(23.3.12) アメリカ版振り込め詐欺は日本のコピー
3月2日のNHK「きょうの世界」の特集は「アメリカ版振り込め詐欺の実態」だった。
この特集を見てしみじみ感じたのは「日本は振り込め詐欺の先進国で、アメリカではまだ初期の段階だ」と言うことだ。
アメリカの振り込め詐欺は日本でも当初はやった「オレオレ詐欺」で、年寄り宅を狙って孫を装うもので、放映された例では「おばあちゃんの大好きな孫だよ」から始まっていた。
「サムかい」なんていうと「今カナダにいて交通違反でつかまり、保釈金を支払わないと留置所に入れられるから、おばあちゃん、助けて」と大騒ぎをする。
そうしてこの例では保釈金として3200ドル(約26万円)をせしめられていたのだが、アメリカではこの種の詐欺にいとも簡単に引っかかるのだと言う。
アメリカで実際にお金をせしめる手口は国際送金と言うシステムを利用することで、この国際送金の場合は銀行口座を開設する必要はなく、送付する金額と手数料を払って送金依頼をすると8桁の番号を窓口で教えてくれるのだと言う。
この8桁の番号を送付先に知らせると受取人は国際送金の窓口で8桁の番号を示し、別途偽造された運転免許書(サムという名前の免許書)を提示して3200ドルをせしめていた。
アメリカのオレオレ詐欺の特色はこうした初歩的なもので、日本との違いは金額が相対的に少ないこと(平均で40万円程度)と、送金先がカナダのような外国であることだった。

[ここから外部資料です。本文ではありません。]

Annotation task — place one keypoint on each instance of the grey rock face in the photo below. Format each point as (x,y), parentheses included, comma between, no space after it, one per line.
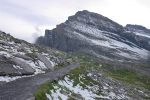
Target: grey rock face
(6,67)
(45,61)
(26,67)
(97,35)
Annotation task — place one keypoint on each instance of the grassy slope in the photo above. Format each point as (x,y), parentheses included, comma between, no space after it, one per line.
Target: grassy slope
(88,65)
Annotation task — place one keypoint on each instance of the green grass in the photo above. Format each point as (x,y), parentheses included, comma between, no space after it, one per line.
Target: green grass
(131,77)
(45,88)
(92,65)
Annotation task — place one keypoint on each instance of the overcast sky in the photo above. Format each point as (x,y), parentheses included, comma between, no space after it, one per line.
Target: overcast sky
(27,19)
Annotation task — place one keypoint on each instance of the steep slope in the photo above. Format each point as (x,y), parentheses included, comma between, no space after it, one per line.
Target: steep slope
(97,35)
(19,58)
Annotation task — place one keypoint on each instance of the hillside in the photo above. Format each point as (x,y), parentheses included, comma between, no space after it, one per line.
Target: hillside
(97,35)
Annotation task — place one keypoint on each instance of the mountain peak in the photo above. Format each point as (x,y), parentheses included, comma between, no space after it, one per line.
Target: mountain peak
(96,20)
(137,28)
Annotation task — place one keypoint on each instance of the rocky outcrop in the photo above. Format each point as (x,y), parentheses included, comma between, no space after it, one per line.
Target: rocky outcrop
(94,34)
(26,68)
(20,58)
(47,62)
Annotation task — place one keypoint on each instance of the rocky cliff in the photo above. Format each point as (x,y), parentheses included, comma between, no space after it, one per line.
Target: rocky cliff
(94,34)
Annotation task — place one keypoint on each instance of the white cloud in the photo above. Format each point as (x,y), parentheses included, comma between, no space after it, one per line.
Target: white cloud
(26,18)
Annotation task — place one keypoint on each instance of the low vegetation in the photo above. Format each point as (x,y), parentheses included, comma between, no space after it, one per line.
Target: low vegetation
(89,64)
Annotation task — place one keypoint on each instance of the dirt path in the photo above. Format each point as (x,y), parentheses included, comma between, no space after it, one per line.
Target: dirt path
(23,89)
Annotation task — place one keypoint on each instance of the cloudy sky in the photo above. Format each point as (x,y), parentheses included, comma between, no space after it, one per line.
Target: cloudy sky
(27,19)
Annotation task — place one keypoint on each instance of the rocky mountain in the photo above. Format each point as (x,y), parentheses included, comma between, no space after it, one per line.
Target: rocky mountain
(94,34)
(19,58)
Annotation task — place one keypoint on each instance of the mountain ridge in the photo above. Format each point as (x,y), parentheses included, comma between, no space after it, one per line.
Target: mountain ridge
(95,34)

このためアメリカでは警察がまともな捜査をせず(殺人事件等が多発しているので、こうした微罪は見向きもしないのと、外国がからむ事件なので国際協力が難しい)、ほとんどが泣き寝入りをしているか、詐欺にあったことすら気がつかないのだという。
私がしみじみ思ったのは日本との相違だ。
日本の場合は金額が数百万単位であることが多く、大抵の場合は「会社の金を使い込んでこのままでは警察に逮捕される」と言うような理由か、「交通事故の示談金が必要だ」と言うような理由になっている。

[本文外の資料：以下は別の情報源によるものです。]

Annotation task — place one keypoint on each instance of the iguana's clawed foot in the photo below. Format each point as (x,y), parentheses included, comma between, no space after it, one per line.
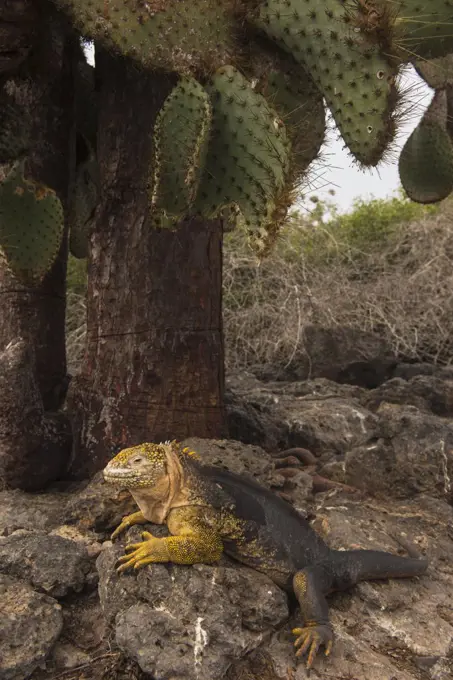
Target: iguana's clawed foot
(128,521)
(140,554)
(310,639)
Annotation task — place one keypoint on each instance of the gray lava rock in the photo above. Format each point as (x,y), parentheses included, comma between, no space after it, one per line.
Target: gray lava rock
(98,505)
(51,564)
(428,393)
(413,453)
(190,622)
(32,511)
(344,354)
(30,624)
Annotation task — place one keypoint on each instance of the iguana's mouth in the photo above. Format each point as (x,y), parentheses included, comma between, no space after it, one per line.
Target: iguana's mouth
(117,474)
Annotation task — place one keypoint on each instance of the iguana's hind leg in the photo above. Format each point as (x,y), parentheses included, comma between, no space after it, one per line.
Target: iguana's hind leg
(310,587)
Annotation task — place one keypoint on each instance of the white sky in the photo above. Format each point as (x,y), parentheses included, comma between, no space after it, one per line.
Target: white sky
(337,170)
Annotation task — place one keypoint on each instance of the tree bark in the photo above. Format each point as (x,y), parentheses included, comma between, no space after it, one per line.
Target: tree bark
(153,368)
(43,90)
(35,442)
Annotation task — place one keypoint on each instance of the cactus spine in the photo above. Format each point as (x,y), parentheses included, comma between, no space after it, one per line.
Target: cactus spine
(180,141)
(426,161)
(31,226)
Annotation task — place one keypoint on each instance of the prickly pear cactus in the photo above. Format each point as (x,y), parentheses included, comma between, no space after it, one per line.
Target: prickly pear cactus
(421,28)
(248,155)
(180,142)
(437,73)
(185,36)
(31,226)
(300,105)
(426,161)
(353,74)
(82,204)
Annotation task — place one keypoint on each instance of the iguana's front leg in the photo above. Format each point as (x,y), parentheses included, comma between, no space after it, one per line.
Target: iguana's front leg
(129,521)
(194,542)
(309,588)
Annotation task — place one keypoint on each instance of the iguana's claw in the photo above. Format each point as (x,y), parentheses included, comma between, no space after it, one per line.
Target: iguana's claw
(138,554)
(311,638)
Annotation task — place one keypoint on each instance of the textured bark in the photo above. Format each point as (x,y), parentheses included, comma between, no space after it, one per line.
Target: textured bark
(43,90)
(34,446)
(154,359)
(35,441)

そして実際に数百万(場合によっては一千万円単位)の金が送金されるのだが、これは日本の年寄りが世界一金持ちだからだ。
日本の個人預金は1400兆円といわれているが、そのほとんどを年寄りが持っている。
この資金を巻き上げようと日本では詐欺集団が詐欺の手法に磨きをかけ、日本を世界最大の振り込め詐欺王国にした。
さすがに日本では情報が行き渡って初歩的なオレオレ詐欺に引っかかる年寄りが少なくなったので、この初歩的な手法がアメリカに輸出されたのだという。
日本が「振り込め詐欺王国だ」なんて言うのは少しも名誉ではないが、今そのノウハウが世界各地に伝播して、アメリカだけでなく韓国や中国でもこうした手口で金を巻き上げられる人が増えているのだそうだ。
こうして振り込め詐欺のグローバルスタンダードは日本が確立したのだが、さすが年寄りの金持ち王国・日本と驚いてしまった。